So it continued––each season bringing sorrow and jubilance, weeping and mirth, grieving and loving. Treasured memories made. Valuable lessons learned. My faith and hope endured and I grew. And in the midst of every juncture in my life I was able to say, “This, this is my favorite season!”
The whole time I have been writing, the Pete Seeger folksong,”Turn! Turn! Turn!”, (as sung by the Byrds), has been playing in my head. “To everything, turn, turn, turn, there is a season, turn, turn, turn, and a time to every purpose under heaven.” The words are straight out of the book of Ecclesiastes. It is easy to see the purpose in each of the earth’s seasons but it is less easy to see them in ours. But each year, each decade that we live on earth is to have meaning and purpose. Each season we live builds on the one preceding it, refining us, and leading us closer to who we are meant to be.

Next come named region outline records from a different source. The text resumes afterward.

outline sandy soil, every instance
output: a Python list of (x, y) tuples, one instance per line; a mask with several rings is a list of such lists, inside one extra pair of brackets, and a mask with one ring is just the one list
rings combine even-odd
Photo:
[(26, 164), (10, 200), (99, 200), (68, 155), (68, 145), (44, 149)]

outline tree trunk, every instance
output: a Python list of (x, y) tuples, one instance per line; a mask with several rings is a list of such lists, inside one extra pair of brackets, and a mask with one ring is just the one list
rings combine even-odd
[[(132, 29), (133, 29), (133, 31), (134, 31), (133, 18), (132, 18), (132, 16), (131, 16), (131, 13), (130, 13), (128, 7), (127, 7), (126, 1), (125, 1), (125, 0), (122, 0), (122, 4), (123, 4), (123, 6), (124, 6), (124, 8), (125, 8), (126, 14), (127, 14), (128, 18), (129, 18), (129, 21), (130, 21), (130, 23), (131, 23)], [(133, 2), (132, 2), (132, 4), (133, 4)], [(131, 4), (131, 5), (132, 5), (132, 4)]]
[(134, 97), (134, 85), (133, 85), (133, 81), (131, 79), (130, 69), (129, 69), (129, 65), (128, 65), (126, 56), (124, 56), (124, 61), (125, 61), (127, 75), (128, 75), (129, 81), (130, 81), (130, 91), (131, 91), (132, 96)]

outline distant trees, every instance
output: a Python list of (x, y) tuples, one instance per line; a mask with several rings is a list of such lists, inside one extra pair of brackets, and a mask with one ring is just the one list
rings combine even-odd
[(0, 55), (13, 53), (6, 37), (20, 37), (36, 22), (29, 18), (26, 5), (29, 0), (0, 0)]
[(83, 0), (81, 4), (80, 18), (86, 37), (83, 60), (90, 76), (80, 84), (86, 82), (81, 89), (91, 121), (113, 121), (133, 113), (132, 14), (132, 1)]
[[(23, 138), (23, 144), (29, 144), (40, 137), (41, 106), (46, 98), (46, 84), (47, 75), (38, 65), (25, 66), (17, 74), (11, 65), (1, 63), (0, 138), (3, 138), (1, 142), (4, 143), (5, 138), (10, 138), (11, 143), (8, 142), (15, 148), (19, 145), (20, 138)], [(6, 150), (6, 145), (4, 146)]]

I think of all this as I look ahead. I will be anxious. There will be long days of living in winter darkness and trudging through spring mud but there will be the aching beauty of awakening springs and the comfort of summer warmth. I will be growing older but my life will be rich with all that my preceding years have given me. I still have so much to look forward to, so much of life yet to live. There are people to invest in and dreams to fulfill and places to visit, I will find new reasons for living and an even greater purpose for my life than I have now. And, in the midst if it all, I will say, with great joy,“This season has been my most favorite yet!”
How do you feel about the next season in your life?